El problema real: el fertilizante que se pierde
El punto de partida fue una observación de campo: buena parte de lo que se aplica no lo aprovecha el cultivo. Se pierde por volatilización de amoníaco, por lixiviación de nitratos o queda fijado en el suelo, mientras el costo de fertilizar sube.
Según los investigadores, la alta superficie específica de estas nanocápsulas retiene mejor los nutrientes y hace más lenta la liberación, lo que mantiene el nitrógeno más tiempo en la zona de las raíces y lo sincroniza con el momento en que la planta lo necesita.
Del laboratorio al lote
Hubo una decisión deliberada de no quedarse en el laboratorio: los ensayos se hicieron en condiciones reales de producción, sobre maíz, trigo, soja y cultivos intensivos, buscando responder preguntas concretas. ¿Se puede bajar la dosis sin perder rendimiento? ¿Mejora la absorción? ¿Qué efecto económico tiene para el productor?
El proceso derivó en una patente propia, “Composición fertilizante y su proceso de obtención”, y en tres convenios de I+D con la empresa agrícola entrerriana Berardo Agropecuaria, además de acuerdos con otras firmas del sector.
Qué falta
Hoy el equipo trabaja en optimizar el proceso productivo de las nanopartículas y sigue con ensayos en trigo y maíz para validar a gran escala. En paralelo, conversa con empresas argentinas de fertilizantes para financiar la salida al mercado.
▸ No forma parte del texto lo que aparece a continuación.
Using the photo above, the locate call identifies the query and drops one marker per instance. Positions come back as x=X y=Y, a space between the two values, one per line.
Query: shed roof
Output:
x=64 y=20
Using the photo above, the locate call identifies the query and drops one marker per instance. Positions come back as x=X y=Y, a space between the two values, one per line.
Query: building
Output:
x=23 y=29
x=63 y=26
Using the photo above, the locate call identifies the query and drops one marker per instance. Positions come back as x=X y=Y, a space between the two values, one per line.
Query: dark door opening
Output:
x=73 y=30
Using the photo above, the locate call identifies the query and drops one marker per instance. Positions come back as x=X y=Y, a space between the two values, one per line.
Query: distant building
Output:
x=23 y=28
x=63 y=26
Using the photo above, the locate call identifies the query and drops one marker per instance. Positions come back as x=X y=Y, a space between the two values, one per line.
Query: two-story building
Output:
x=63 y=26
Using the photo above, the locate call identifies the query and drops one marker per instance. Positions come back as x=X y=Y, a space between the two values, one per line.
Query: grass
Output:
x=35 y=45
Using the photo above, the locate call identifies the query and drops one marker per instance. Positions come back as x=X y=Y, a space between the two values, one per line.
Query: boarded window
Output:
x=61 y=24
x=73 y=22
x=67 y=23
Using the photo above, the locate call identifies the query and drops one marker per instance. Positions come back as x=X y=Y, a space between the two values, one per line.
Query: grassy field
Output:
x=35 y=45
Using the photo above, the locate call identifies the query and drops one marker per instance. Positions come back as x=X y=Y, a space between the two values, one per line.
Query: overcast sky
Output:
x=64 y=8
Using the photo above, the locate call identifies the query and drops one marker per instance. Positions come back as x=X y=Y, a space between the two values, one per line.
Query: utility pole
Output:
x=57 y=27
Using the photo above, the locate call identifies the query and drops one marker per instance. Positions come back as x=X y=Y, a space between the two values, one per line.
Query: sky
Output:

“El proyecto nunca se pensó solamente como hacer nanopartículas”, resume Mendow. La discusión permanente, dice, fue otra: escalabilidad industrial, costos reales, adopción por parte del productor, compatibilidad con la maquinaria y regulación.
El dato de contexto no es menor. En plena campaña de trigo, la discusión agronómica de la región núcleo gira justamente alrededor del nitrógeno: cuánta urea aplicar con un fertilizante caro y un clima incierto. Una tecnología que prometa lo mismo con menos dosis toca ese nervio.
Fuente: CONICET, por Fabián Fessia (Área de Comunicación CONICET Santa Fe).